Le Premier ministre Ousmane Sonko a marqué les esprits en prenant publiquement ses distances avec le Président Bassirou Diomaye Faye sur la gestion controversée des fonds politiques au Sénégal. Une position qui révèle des tensions au sommet de l’État, tout en plaidant pour une refonte radicale des mécanismes de contrôle de ces ressources publiques.
Dans une déclaration sans ambiguïté, le chef du gouvernement a balayé les arguments du chef de l’État, affirmant avec force : « Je ne suis pas d’accord avec le Président sur ce point. Je pense qu’il s’est trompé. J’espère qu’il reprendra ses esprits. » Ousmane Sonko a rappelé que la coalition au pouvoir n’a jamais eu pour objectif de supprimer ces enveloppes, mais bien d’en finir avec leur opacité. Selon lui, ces fonds, souvent qualifiés de caisse noire, doivent être placés sous surveillance afin d’éviter tout détournement au détriment des contribuables sénégalais.
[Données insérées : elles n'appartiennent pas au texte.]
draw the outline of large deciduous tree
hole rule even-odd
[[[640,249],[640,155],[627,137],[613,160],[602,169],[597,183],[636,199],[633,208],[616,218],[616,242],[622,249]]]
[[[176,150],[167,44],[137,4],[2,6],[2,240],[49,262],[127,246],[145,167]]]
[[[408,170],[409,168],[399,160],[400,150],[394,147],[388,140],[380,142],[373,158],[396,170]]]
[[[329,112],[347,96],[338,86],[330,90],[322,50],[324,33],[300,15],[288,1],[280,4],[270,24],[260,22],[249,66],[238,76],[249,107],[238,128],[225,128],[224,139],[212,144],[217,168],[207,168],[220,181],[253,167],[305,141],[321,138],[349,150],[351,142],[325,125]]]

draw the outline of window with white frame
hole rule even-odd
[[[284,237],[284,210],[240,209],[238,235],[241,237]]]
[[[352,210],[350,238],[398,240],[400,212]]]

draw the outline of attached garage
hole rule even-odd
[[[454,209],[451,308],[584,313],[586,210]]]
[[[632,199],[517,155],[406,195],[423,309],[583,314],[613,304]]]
Le Premier ministre a révélé que la Primature dispose d’un budget de 1 milliard 770 millions FCFA alloué aux fonds politiques. Il a catégoriquement rejeté leur utilisation comme « outil électoral ou instrument de corruption pour acheter des soutiens ou s’enrichir ». Pour lui, ces ressources doivent être recentrées sur leur vocation initiale : financer des actions publiques sans jamais servir des intérêts partisans ou individuels.
Face à ce constat, Ousmane Sonko a proposé une réforme ambitieuse, inspirée du modèle français, visant à instaurer une transparence totale. Bien qu’il admette que certains budgets, comme ceux liés à la défense nationale, ne puissent être divulgués publiquement, il suggère la création d’une commission parlementaire restreinte. Cette instance aurait pour mission de vérifier que les fonds alloués sont bien utilisés conformément aux votes des députés. « Les montants votés doivent être affectés là où ils doivent l’être », a-t-il insisté, soulignant l’urgence de mettre fin aux dérives.
Pour concrétiser ses principes, le Premier ministre a annoncé l’abandon des espèces au profit des virements bancaires et des chèques dans la gestion des fonds publics. Une mesure symbolique, mais forte, destinée à tracer chaque transaction et à limiter les risques de malversations. « Les fonds seront maintenus, et je ne suis pas contre leur augmentation. En revanche, il est impératif qu’ils soient contrôlés », a-t-il conclu, sous les applaudissements nourris des parlementaires.